We see improved classification by weighting in-game actions. The penalty choice in robust criteria influences which interactions persist for both unweighted and weighted variables. RAIC, RBIC, and GIC ${}_{\alpha}$ effectively manage high-leverage matches, producing subtle shifts in coefficients (e.g. offsides, corners, penalties) when adjusting the penalty. By bounding residuals, robust estimators reduce outlier effects around referee events, with fewer influential points and better diagnostics. Matches with extreme refereeing often show high residuals, but stepwise RAIC/RBIC selection refines residual diagnostics at different minutes. The $n^{\alpha}$ component balances predictive accuracy and parsimony, though a more extensive set of checks is advisable. Combining Cantoni–Ronchetti estimators with GIC ${}_{\alpha}$ is promising, and further refinements will be investigated.

References

E. Cantoni and E. Ronchetti (2001) Robust inference for generalized linear models. Journal of the American Statistical Association 96 (455), pp. 1022–1030. Cited by: §1, §2.2.
S. Heritier, E. Cantoni, S. Copt, and M.-P. Victoria-Feser (2009) Robust methods in biostatistics. Wiley Series in Probability and Statistics. Cited by: §2.2.

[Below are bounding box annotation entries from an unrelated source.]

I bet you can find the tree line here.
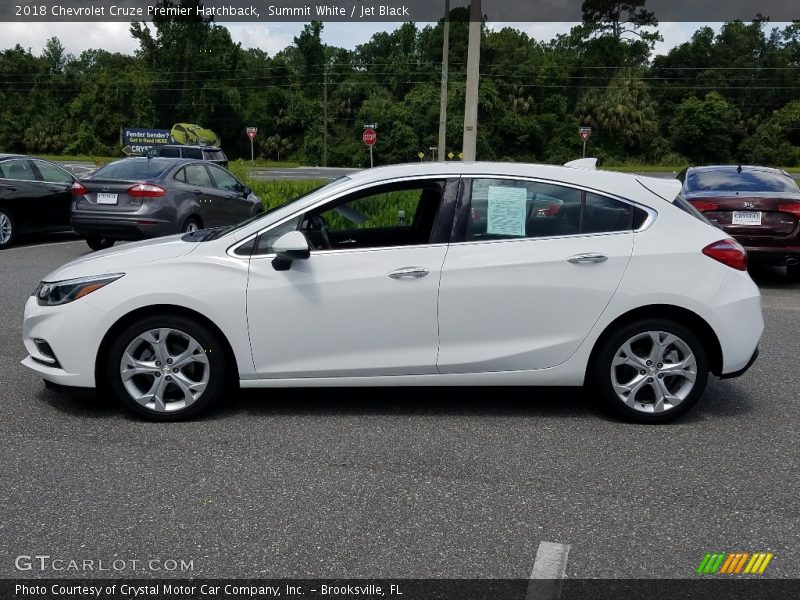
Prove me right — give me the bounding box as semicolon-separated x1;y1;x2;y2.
0;0;800;167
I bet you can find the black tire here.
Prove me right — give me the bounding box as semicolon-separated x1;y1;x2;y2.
86;235;116;251
586;319;708;423
181;217;203;233
100;314;233;421
0;208;17;250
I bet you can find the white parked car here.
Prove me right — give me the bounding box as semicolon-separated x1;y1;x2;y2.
23;163;763;422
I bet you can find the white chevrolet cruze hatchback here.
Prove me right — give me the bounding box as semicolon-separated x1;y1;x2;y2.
23;163;763;422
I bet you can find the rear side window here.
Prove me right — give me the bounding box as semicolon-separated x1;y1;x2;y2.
158;148;181;158
186;164;214;187
686;168;800;192
466;179;636;241
90;158;170;181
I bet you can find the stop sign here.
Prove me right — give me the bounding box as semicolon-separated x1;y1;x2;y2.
361;129;378;146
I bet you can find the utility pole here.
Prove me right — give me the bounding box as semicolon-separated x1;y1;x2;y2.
439;0;450;160
464;0;483;162
322;60;328;167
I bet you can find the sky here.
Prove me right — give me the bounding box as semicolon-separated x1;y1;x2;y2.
0;22;720;56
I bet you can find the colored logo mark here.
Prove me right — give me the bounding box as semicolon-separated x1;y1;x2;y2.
697;552;775;575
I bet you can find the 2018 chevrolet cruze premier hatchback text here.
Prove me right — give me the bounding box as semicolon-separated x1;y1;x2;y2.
23;163;763;422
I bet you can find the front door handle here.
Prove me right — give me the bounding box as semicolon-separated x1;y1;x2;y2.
389;267;430;279
567;254;608;265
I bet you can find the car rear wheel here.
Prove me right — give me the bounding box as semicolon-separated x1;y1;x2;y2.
588;319;708;423
86;235;116;251
181;217;201;233
106;315;228;421
0;208;17;250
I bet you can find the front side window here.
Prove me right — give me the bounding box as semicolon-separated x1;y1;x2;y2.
208;165;242;192
3;159;36;181
300;181;444;250
33;160;72;183
186;165;214;187
466;179;643;241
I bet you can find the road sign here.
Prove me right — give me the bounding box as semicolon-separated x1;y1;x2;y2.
578;127;592;158
361;129;378;146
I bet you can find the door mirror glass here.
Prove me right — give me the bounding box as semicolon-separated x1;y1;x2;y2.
272;231;311;271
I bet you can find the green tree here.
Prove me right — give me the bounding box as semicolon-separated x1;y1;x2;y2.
672;92;740;164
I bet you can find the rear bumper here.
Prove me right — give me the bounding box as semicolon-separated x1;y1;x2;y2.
745;246;800;265
70;214;177;240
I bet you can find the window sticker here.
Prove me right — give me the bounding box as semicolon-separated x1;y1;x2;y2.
486;185;527;237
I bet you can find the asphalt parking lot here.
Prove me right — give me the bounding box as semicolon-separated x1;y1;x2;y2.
0;235;800;578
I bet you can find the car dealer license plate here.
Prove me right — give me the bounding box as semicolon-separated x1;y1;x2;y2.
97;192;117;204
731;210;761;225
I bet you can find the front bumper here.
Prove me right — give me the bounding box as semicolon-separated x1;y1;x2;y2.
22;296;105;388
70;213;177;241
719;348;758;379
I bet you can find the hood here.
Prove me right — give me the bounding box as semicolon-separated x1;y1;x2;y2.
42;234;198;281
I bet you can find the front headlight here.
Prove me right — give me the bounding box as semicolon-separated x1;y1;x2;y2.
33;273;125;306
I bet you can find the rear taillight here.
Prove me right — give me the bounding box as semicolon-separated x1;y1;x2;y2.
72;181;89;196
778;202;800;219
128;183;167;198
703;238;747;271
689;200;719;212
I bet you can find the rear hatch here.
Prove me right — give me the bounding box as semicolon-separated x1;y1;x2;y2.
73;158;174;213
686;192;800;246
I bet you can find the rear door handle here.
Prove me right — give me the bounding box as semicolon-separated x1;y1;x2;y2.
389;267;430;279
567;254;608;265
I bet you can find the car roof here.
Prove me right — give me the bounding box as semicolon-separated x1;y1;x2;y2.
687;165;789;176
348;161;681;202
157;144;222;150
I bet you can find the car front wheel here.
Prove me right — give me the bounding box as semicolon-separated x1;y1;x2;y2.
106;315;227;421
588;319;708;423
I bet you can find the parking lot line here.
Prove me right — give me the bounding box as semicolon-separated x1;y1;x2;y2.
3;240;83;252
525;542;569;600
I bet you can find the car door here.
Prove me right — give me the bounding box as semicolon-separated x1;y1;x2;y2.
0;158;56;231
247;179;458;378
438;178;646;373
177;162;217;227
206;164;254;225
32;159;75;229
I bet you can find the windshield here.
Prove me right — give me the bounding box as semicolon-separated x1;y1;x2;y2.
686;167;800;192
89;158;175;181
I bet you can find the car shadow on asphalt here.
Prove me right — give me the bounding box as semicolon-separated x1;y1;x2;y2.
39;379;757;425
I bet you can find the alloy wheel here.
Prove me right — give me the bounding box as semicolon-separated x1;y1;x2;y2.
611;331;698;414
119;328;211;413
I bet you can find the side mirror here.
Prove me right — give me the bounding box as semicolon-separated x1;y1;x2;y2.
272;231;311;271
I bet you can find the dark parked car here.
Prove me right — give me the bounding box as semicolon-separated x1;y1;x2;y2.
72;158;264;250
678;166;800;281
147;144;228;169
0;154;75;249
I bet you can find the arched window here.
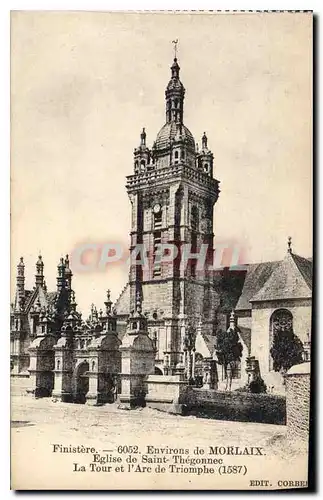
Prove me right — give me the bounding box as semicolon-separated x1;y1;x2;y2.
269;309;293;371
191;206;199;231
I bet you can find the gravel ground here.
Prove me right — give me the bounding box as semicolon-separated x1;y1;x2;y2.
11;379;307;489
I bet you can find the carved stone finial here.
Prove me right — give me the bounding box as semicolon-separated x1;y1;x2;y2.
230;309;236;328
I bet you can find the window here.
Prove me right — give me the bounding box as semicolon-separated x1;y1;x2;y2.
269;309;293;371
232;361;241;378
154;211;162;230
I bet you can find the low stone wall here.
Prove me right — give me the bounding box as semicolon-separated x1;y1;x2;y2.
145;375;188;414
285;363;310;440
185;389;286;425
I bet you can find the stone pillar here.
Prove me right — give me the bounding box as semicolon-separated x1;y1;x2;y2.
27;334;56;397
120;333;155;408
285;363;311;441
52;337;73;402
86;332;121;405
203;359;218;390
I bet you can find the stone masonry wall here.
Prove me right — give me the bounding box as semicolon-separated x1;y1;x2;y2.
186;389;286;425
285;363;310;440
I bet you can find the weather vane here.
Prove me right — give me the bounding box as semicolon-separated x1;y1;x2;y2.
172;38;178;59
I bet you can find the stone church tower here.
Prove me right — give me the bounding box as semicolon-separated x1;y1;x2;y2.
126;57;219;373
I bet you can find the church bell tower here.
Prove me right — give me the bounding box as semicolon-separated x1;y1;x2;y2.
126;47;219;373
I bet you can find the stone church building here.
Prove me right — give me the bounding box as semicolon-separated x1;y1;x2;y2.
11;53;312;402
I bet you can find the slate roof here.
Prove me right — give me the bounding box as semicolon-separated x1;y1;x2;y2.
250;253;312;302
235;261;279;311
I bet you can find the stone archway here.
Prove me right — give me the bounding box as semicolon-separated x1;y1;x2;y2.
74;361;90;404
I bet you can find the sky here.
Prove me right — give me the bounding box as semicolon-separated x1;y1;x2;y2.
11;11;312;312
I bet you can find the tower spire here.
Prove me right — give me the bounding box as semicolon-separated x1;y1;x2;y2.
35;252;44;286
172;38;178;61
287;236;293;253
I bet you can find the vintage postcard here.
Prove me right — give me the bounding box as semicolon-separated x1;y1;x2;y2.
10;11;313;491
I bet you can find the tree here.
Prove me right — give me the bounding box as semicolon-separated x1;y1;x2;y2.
216;328;243;391
270;328;304;374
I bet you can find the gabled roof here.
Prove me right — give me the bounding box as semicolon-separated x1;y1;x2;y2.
250;252;312;302
235;261;279;311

H. L. Hsu, C. K. Ing, and H. Tong (2019) On model selection from a finite family of possibly misspecified time series models. The Annals of Statistics 47 (2), pp. 1061–1087. Cited by: §2.2.
S. Konishi and G. Kitagawa (1996) Generalized information criteria in model selection. Biometrika 83 (4), pp. 875–890. Cited by: §1, §2.2.
R. Shibata (1989) Statistical aspects of model selection. Springer. Cited by: §2.2.
R. K. W. Wong, F. Yao, and T. C. M. Lee (2014) Robust estimation for generalized additive models. Journal of Computational and Graphical Statistics 23 (1), pp. 270–289. Cited by: §1, §2.2.